# should i do my interior like this or not?



## Mr_LoLo (May 5, 2005)

i have a 71 impala convertible thats white. Was thinking about doing the interior white same as like in the pic.. do you guys think that looks good or is it too much white?
or any other color i should go for? keeping in mind im staying with the white paint job


----------



## ROBERTO G (Jul 29, 2007)

damn this bitch is so white it camouflaged with the web page 














:uh:


----------



## Mr_LoLo (May 5, 2005)

> _Originally posted by ROBERTO G_@Aug 19 2009, 01:02 PM~14810798
> *damn this bitch is so white it camouflaged with the web page
> :uh:
> *



my bad forgot the pic... all sweet now :biggrin:


----------



## TORONTO (Mar 11, 2005)

its your car, whatever you think would look the best!!
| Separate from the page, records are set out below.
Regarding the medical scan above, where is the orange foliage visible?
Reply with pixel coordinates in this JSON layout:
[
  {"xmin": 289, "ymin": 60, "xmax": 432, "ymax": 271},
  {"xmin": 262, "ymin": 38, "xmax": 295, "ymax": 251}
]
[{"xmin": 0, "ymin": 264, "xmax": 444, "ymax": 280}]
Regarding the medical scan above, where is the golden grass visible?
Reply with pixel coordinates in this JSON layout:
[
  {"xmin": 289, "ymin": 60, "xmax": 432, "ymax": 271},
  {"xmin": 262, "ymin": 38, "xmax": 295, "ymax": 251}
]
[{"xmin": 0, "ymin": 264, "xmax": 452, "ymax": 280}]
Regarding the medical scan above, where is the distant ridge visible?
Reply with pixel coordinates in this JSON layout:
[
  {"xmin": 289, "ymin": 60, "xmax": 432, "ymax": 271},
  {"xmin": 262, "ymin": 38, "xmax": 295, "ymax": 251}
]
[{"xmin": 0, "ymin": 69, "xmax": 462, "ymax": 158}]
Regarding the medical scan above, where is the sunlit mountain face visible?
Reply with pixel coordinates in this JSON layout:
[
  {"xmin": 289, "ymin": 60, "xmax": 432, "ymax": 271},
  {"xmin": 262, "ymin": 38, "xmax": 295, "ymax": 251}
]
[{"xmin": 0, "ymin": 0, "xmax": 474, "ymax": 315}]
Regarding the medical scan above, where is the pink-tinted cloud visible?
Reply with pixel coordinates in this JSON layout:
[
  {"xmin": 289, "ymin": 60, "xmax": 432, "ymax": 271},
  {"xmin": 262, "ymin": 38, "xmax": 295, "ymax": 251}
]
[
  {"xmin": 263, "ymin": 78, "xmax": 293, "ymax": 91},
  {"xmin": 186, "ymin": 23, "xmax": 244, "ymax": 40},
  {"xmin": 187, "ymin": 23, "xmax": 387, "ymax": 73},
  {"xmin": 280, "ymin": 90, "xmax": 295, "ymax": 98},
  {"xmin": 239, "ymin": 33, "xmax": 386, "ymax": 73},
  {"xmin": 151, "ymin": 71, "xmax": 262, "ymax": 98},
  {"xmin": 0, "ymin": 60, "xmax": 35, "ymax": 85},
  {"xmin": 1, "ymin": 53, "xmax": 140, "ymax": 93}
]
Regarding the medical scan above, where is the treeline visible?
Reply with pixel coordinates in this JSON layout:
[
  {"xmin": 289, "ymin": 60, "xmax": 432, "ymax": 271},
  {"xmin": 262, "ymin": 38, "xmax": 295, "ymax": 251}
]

my personal opinion, white interiors look SICK... just make sure it matches properly with the rest of the white on the car...


----------



## blacksmith (Feb 1, 2009)

snow white!!! its a sanitary look for sure!!!


----------



## KAKALAK (Mar 11, 2005)

I would do a darker interior with white inserts


----------



## cashmoneyspeed (Jun 21, 2005)

Clean white interiors look bad ass :biggrin:


----------



## KAKALAK (Mar 11, 2005)

:biggrin:


----------



## AndrewH (Dec 12, 2002)

> _Originally posted by cashmoneyspeed_@Aug 20 2009, 08:37 PM~14833105
> *Clean white interiors look bad ass :biggrin:
> *


they look good,but you never want to drive a car with white interior


----------



## KAKALAK (Mar 11, 2005)

> _Originally posted by AndrewH_@Aug 21 2009, 04:34 PM~14840844
> *they look good,but you never want to drive a car with white interior
> *


x2 definitily not with kids


----------



## starion88esir (Oct 19, 2008)

If you can keep it clean, hell yes! I did a headliner in white as a test, and before it ever made it in the car it was covered in grease and oil. Mechanical work and white interiors do NOT mix.


----------



## Ragtop Ted (Sep 11, 2007)

> _Originally posted by Mr_LoLo_@Aug 18 2009, 07:53 PM~14810688
> *i have a 71 impala convertible thats white. Was thinking about doing the interior white same as like in the pic.. do you guys think that looks good or is it too much white?
> or any other color i should go for? keeping in mind im staying with the white paint job
> 
> *


White matches anything. What's the original interior color? As stated above, go with white if you can keep it clean. It's hard as fuck to keep clean, believe me.


----------



## Dysfunctional73 (Dec 10, 2003)

WHITE/BLK COMBO MAYNE


----------



## 78 Monte 4 Life (Mar 1, 2006)

i say two tone blue and do some blue pinstriping.i would also get blue spoked wheels.that's my opinion :thumbsup:


----------



## DIPPINIT (Aug 14, 2009)

> _Originally posted by Mr_LoLo_@Aug 18 2009, 06:53 PM~14810688
> *i have a 71 impala convertible thats white. Was thinking about doing the interior white same as like in the pic.. do you guys think that looks good or is it too much white?
> or any other color i should go for? keeping in mind im staying with the white paint job
> 
> *



white black or red, maybe tan / saddle color. Don't get too creative


----------



## Crenshaw's Finest (Mar 9, 2006)

> _Originally posted by DIPPINIT_@Aug 24 2009, 09:51 PM~14871034
> *white ,black or red, maybe tan / saddle color. Don't get too creative
> *


x2


----------



## 74chevy glasshouse (Jan 5, 2008)

keep it clean white with colored piping and buttons if any


----------



## HARDLUCK88 (Nov 8, 2001)

> _Originally posted by gmailrocksmith_@Aug 26 2009, 01:24 AM~14883565
> *hi..
> how you doing guys....
> well this is a nice topic..well buddy you should go with the white color because its the original color and it looks good ...
> ...



wtf?


----------